There were 477 households, of which 38.6% had children under the age of 18 living with them, 43.0% were married couples living together, 26.0% had a female householder with no husband present, and 26.0% were non-families. 23.9% of all households were made up of individuals, and 11.1% had someone living alone who was 65 years of age or older. The average household size was 2.76 and the average family size was 3.29.

Age distribution was 34.8% under the age of 18, 7.6% from 18 to 24, 24.8% from 25 to 44, 21.1% from 45 to 64, and 11.7% who were 65 years of age or older. The median age was 31 years. For every 100 females, there were 87.1 males.
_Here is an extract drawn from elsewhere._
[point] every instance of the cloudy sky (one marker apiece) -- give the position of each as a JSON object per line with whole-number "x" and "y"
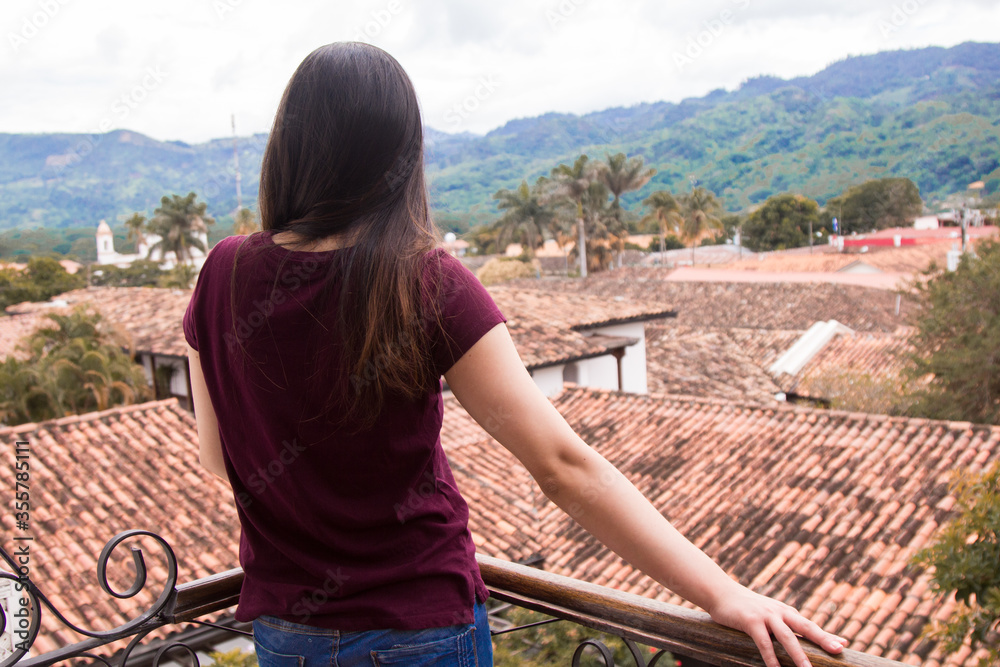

For every 100 females age 18 and over, there were 78.2 males.

The median household income was $20,304, and the median family income was $23,906. Males had a median income of $22,375 versus $18,698 for females. The per capita income for the town was $9,060. About 30.7% of families and 32.4% of the population were below the poverty line, including 37.7% of those under age 18 and 30.3% of those age 65 or over.

==Education==
Public education for elementary and secondary students is provided by the Rivercrest School District (formerly the Southern Mississippi County School District), which includes the Southern Mississippi County Elementary School at Luxora (prekindergarten through grade 4). Students graduate from Rivercrest High School located near Wilson.

On July 1, 1986, the Luxora School District consolidated into the Southern Mississippi County School District.